DataFrame同士の差分を確認する方法

本記事ではDataFrame同士の差分を確認する方法について解説しています.
pandasのmerge()isin()を使っています.

公式 Reference

事前準備

まずはサンプルのDataFrameを2つ作成します.


import pandas as pd

df1 = pd.DataFrame({
    'sushi': ['まぐろ', 'いくら', 'えび'],
    'price': [500, 300, 150]
})
display(df1)

df2 = pd.DataFrame({
    'sushi': ['まぐろ', 'うに', 'えび'],
    'price': [500, 400, 130]
})
display(df2)
sushi price
0 まぐろ 500
1 いくら 300
2 えび 150
sushi price
0 まぐろ 500
1 うに 400
2 えび 130

DataFrame同士の差分を横並びで確認

2つのDataFrameを横並びにして確認する場合は以下のとおりです.
sushi列を基準にDataFrameを結合しています.


pd.merge(df1, df2, how='outer', on='sushi')
sushi price_x price_y
0 まぐろ 500.0 500.0
1 いくら 300.0 NaN
2 えび 150.0 130.0
3 うに NaN 400.0

片方のDataFrameにしか存在しない要素に関してはNaNとなります.1

参考

結合したDataFrameのカラム名(price_x, price_y)を変更したい場合は以下のようにsuffixes引数を追加します.

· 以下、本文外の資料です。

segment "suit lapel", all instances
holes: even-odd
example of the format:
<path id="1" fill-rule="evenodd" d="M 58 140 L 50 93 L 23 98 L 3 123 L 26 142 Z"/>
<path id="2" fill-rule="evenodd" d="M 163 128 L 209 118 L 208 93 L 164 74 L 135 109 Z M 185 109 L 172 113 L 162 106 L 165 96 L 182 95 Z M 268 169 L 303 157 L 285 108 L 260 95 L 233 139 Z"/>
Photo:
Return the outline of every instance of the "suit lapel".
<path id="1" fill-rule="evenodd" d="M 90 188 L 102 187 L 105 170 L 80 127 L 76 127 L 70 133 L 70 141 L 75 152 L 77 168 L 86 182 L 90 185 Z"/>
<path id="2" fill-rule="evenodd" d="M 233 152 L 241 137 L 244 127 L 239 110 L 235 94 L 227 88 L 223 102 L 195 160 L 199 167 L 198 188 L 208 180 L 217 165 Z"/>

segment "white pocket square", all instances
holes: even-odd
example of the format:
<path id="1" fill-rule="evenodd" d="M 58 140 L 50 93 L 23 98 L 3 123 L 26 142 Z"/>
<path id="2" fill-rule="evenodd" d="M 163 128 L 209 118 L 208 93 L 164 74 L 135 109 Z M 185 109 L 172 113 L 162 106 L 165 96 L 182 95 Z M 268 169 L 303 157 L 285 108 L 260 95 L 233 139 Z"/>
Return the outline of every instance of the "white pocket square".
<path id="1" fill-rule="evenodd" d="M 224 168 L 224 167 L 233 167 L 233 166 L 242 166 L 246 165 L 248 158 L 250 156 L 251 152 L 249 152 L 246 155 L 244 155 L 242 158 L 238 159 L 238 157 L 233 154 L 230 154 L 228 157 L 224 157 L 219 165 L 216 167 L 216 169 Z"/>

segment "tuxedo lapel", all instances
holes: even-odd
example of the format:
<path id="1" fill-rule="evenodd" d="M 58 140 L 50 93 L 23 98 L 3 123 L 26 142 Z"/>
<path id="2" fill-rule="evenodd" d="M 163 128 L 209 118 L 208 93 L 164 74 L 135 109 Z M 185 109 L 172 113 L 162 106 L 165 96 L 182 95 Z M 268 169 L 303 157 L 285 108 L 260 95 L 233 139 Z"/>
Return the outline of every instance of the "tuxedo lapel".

pd.merge(df1, df2, how='outer', on='sushi', suffixes=('_df1', '_df2'))

sushi price_df1 price_df2
0 まぐろ 500.0 500.0
1 いくら 300.0 NaN
2 えび 150.0 130.0
3 うに NaN 400.0

DataFrame同士の完全一致を確認

DataFrame同士で完全に一致しているデータを見たい場合は以下のとおりです.
sushi列とprice列が一致している行だけが抽出されています.


pd.merge(df1, df2, how='inner')
sushi price
0 まぐろ 500

差分(一致しない)行だけを確認

DataFrame同士の差分を確認するには以下のようにします.


df = pd.merge(df1, df2, how='outer', on='sushi', suffixes=('_df1', '_df2'))
df['flag'] = df['price_df1'] == df['price_df2']
df.query('flag == False')
sushi price_df1 price_df2 flag
1 いくら 300.0 NaN False
2 えび 150.0 130.0 False
3 うに NaN 400.0 False

コードの内容は以下のとおりです.

  1. DataFrameを結合
  2. 各price列同士の一致を確認し,結果を新しい列として追加
  3. flag列がFalseのデータだけを抽出

片方のDataFrameを基準に両者の差分のみを確認

df1のsushi列とdf2のsushi列を比較して,df1にのみ存在する要素を表示しています.


df1[~df1['sushi'].isin(df2['sushi'])]
sushi price
1 いくら 300

df2にのみ存在する要素は以下のとおりです.


df2[~df2['sushi'].isin(df1['sushi'])]
sushi price
1 うに 400

なお,df1, df2の両方に存在する要素をsushi列基準で取得するには以下のとおりです.


df1[df1['sushi'].isin(df2['sushi'])]
sushi price
0 まぐろ 500
2 えび 150

注意

この方法では他の列(=price列)の一致は無視しています.
あくまでもsushi列同士の比較です.

ひとこと

たまに目視でDataFrame同士を見たりする際に使います.
isin()はここで紹介した以外でも色々と使えるので,使えると便利です.


  1. 例えば「いくら」はdf1には存在しますが,df2には存在しないので,price_y(=df2price列)はNaNとなっています.